После переехали в Майкоп, где и началась моя гандбольная карьера. У матери есть орден Красного Знамени. Когда я выиграл Олимпийские игры, мне вручили орден Трудового Красного Знамени. Он почти такой же, только там с ружьем, а тут — без. Я тогда сказал маме: "Видишь, часть награды уже есть".
День Победы для матери был главным праздником. В этот день у нас был семейный обед: накрывали стол, устраивали чаепитие, причем без спиртного — его она вообще не употребляла.

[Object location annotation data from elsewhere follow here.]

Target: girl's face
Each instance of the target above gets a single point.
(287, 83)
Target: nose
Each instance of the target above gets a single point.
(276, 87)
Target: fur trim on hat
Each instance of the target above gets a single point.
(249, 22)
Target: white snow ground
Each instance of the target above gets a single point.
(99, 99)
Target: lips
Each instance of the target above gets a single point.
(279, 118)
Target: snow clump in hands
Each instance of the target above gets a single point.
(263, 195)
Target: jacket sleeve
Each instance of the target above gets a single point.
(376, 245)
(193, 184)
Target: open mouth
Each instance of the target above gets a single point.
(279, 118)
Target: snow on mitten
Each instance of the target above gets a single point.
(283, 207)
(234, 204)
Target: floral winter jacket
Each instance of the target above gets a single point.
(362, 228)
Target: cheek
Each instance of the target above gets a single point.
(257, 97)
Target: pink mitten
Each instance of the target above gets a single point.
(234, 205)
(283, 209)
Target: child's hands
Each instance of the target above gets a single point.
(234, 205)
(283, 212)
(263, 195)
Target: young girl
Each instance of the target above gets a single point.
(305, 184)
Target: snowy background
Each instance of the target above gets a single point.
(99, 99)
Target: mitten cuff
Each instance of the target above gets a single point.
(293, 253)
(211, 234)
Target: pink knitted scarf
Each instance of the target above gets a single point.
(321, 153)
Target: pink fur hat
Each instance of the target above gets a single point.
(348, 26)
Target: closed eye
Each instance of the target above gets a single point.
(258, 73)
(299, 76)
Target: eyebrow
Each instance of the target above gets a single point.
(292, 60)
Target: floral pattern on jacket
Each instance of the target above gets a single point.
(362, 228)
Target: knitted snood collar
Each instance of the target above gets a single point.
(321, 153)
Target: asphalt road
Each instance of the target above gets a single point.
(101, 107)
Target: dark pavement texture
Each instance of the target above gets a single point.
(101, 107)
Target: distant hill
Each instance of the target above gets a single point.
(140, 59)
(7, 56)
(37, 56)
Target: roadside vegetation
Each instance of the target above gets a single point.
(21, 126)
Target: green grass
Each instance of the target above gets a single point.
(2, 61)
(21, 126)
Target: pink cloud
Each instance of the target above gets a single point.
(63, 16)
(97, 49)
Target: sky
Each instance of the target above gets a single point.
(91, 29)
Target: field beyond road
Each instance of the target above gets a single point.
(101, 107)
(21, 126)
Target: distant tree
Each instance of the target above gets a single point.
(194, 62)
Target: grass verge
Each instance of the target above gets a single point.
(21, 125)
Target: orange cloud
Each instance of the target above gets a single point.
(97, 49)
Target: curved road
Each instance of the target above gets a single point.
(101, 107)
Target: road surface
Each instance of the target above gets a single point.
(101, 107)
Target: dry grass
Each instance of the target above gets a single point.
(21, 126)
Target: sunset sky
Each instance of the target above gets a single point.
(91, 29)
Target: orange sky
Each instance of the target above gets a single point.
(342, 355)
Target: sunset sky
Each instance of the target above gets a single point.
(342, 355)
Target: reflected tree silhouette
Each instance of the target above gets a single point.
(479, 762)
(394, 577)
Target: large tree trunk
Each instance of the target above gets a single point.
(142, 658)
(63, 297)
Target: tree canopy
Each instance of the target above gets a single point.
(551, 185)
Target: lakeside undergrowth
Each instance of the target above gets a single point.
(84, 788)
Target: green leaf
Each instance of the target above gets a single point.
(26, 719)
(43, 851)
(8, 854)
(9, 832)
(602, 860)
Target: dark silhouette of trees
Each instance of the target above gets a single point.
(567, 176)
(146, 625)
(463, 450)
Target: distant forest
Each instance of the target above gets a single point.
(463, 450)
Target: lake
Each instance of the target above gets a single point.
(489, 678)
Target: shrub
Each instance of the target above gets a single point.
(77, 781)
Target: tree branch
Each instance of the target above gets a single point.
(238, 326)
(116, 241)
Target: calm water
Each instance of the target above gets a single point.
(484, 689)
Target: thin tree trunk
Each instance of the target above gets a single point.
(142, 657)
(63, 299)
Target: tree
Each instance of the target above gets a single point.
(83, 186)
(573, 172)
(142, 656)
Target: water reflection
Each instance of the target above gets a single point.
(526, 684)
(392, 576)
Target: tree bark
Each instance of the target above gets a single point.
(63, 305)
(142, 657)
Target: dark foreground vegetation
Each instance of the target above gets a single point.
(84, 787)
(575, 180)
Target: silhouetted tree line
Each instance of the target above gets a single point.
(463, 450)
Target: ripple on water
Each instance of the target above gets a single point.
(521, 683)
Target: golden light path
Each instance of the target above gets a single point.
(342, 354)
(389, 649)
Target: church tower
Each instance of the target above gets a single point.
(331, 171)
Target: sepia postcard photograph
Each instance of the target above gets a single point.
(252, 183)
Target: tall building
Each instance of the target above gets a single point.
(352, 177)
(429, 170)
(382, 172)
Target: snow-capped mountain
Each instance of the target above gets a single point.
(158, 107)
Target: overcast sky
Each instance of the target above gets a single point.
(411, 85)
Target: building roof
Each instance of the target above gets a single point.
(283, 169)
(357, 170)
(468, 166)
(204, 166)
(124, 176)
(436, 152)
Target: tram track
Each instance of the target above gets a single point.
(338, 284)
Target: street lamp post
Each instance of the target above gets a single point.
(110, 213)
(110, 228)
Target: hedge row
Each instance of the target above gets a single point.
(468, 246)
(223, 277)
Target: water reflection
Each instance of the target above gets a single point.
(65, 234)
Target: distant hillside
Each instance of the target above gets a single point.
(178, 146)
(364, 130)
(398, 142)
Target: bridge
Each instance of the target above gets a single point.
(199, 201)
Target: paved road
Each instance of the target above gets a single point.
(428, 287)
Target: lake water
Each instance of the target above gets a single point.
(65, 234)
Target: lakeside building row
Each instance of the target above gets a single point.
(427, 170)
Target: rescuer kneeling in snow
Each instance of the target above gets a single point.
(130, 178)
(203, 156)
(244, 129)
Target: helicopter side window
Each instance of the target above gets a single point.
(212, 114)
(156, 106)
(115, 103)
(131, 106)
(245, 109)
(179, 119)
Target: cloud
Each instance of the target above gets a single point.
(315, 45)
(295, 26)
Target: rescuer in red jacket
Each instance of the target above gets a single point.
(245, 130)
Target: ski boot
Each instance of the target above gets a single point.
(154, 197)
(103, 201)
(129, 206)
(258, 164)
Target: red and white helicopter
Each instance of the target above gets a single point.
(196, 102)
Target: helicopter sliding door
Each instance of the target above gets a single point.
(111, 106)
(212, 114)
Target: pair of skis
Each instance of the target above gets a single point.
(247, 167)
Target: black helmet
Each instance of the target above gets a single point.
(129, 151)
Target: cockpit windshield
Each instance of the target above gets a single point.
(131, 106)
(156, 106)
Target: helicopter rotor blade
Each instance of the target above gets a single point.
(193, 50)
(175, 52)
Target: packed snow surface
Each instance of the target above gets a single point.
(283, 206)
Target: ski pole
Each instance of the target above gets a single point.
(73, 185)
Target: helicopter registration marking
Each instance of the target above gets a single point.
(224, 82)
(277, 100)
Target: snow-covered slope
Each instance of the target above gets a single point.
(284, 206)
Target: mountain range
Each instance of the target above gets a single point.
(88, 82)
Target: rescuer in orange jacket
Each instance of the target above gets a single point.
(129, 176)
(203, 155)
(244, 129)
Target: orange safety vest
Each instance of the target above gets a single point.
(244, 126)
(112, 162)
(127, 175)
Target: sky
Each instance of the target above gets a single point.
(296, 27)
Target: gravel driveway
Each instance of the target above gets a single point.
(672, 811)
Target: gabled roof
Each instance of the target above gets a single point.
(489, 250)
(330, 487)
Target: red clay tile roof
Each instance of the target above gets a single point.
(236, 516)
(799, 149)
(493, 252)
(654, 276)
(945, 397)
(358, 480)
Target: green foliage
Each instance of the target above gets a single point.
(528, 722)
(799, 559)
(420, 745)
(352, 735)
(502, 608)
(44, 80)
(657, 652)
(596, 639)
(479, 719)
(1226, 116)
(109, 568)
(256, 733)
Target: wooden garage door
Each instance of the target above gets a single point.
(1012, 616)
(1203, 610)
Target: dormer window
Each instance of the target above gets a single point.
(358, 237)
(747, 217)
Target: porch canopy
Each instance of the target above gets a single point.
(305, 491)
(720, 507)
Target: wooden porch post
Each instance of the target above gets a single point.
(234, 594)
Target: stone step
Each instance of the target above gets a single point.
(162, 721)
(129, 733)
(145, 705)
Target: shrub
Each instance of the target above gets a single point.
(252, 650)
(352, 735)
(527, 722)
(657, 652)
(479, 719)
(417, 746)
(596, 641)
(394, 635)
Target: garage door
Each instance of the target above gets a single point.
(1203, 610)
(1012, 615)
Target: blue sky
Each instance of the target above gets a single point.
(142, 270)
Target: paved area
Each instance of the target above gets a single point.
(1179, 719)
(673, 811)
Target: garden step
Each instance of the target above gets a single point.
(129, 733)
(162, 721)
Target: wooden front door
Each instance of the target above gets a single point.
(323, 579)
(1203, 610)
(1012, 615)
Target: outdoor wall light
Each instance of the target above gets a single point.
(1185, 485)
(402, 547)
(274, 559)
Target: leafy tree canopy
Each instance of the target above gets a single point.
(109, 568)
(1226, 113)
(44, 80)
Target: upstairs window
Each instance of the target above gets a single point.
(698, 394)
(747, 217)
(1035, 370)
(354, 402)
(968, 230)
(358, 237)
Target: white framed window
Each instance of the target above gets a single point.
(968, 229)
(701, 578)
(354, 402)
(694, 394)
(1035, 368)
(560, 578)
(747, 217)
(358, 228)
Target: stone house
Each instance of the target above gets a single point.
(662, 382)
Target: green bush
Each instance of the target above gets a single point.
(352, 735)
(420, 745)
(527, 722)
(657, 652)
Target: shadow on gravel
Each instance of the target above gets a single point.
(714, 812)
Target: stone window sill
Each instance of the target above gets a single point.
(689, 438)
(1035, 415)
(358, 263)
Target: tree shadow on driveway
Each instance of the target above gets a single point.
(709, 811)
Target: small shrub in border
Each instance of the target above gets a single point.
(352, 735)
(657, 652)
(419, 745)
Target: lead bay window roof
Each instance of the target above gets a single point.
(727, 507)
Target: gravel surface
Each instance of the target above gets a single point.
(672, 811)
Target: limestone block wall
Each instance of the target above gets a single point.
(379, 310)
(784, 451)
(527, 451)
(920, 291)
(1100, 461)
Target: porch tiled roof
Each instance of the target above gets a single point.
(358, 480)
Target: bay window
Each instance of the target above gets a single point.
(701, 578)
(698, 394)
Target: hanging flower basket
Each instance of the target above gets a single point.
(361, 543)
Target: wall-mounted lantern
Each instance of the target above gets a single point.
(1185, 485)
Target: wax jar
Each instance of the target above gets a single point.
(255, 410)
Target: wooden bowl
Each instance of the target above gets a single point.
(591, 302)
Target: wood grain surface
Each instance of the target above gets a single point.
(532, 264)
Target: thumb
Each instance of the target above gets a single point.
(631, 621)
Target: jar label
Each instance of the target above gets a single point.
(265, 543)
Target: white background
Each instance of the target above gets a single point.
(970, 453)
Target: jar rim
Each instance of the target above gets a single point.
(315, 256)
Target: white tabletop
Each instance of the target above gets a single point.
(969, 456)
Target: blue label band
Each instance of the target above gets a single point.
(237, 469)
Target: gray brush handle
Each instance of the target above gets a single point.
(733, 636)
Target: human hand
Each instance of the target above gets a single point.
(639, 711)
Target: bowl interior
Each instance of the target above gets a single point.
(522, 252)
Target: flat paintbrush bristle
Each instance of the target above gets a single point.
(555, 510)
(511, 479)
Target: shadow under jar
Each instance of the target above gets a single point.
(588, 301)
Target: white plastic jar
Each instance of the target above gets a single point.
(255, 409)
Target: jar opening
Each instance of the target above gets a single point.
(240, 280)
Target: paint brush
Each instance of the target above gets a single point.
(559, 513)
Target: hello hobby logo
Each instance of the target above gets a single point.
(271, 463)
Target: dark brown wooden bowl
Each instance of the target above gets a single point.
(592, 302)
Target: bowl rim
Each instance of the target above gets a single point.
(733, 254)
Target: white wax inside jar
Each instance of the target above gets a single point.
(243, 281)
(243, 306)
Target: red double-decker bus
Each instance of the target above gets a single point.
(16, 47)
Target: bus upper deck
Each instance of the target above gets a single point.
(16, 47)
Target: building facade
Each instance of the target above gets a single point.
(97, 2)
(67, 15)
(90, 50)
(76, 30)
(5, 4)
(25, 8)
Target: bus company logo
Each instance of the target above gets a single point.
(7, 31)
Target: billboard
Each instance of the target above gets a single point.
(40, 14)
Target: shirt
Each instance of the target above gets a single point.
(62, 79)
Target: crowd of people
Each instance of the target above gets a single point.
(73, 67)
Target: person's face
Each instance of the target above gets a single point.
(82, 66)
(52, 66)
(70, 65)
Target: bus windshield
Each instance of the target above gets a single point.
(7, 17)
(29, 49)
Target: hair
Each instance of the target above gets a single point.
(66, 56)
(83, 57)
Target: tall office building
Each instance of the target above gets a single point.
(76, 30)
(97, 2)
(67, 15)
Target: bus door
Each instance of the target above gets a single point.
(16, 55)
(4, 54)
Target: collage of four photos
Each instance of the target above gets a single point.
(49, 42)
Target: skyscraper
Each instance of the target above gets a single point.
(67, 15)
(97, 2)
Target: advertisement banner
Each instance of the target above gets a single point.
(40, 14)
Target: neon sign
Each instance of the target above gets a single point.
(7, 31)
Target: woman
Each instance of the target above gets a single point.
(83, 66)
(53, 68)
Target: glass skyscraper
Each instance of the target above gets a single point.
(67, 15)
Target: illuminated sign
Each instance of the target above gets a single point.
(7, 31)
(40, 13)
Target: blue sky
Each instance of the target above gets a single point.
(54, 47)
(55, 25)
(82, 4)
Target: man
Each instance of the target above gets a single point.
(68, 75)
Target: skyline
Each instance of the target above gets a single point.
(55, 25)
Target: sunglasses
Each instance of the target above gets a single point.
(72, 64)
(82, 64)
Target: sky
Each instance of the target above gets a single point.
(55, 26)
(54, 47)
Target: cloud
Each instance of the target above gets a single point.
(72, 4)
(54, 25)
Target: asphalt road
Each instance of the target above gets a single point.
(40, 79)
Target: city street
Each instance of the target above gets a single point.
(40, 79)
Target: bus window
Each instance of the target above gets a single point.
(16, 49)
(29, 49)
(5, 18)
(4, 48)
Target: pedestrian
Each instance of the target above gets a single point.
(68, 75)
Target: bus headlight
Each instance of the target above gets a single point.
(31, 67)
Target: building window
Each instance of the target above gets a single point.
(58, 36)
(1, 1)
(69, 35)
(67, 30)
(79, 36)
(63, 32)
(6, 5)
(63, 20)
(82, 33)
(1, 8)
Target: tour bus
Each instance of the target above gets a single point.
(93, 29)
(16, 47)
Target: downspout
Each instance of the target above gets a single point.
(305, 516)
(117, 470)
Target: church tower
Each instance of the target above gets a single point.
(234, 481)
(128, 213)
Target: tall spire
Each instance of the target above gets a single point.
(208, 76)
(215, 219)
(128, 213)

И хоть повсюду были флаги и играла музыка, для нее это были тяжелые воспоминания. Умерла она в свой день рождения в 95 лет.
В Потсдаме после никогда не был. Приезжал в Берлин, в другие немецкие города, но именно туда попасть не удалось. При этом немцы часто говорили мне "ты же наш", на что я в шутку отвечал, что тогда выдавайте мне немецкий паспорт. На самом деле туда меня никогда не тянуло. В советские годы, когда у меня зарплата была 60–70 рублей, а потом ставка 120, мне предлагали играть в Испании за $3 тыс. в месяц — фантастические деньги по тем временам. Предлагали остаться, перевезти семью, все были готовы оплатить, но я им тогда сказал: "Спасибо, но продолжайте работать без меня". Потом еще уговаривали уехать тренером, но я так отрубил, что все уже понимали, что это бесполезно.
Поскольку мать вынесла такой труд, я всегда знал, что только он может сделать человека счастливым — без вариантов. И во главу угла всегда ставил личное участие в работе: если есть возможность что-то сделать, то нужно сделать — не надо ни на кого перекладывать, как бы тяжело ни было. Поручено — надо сделать.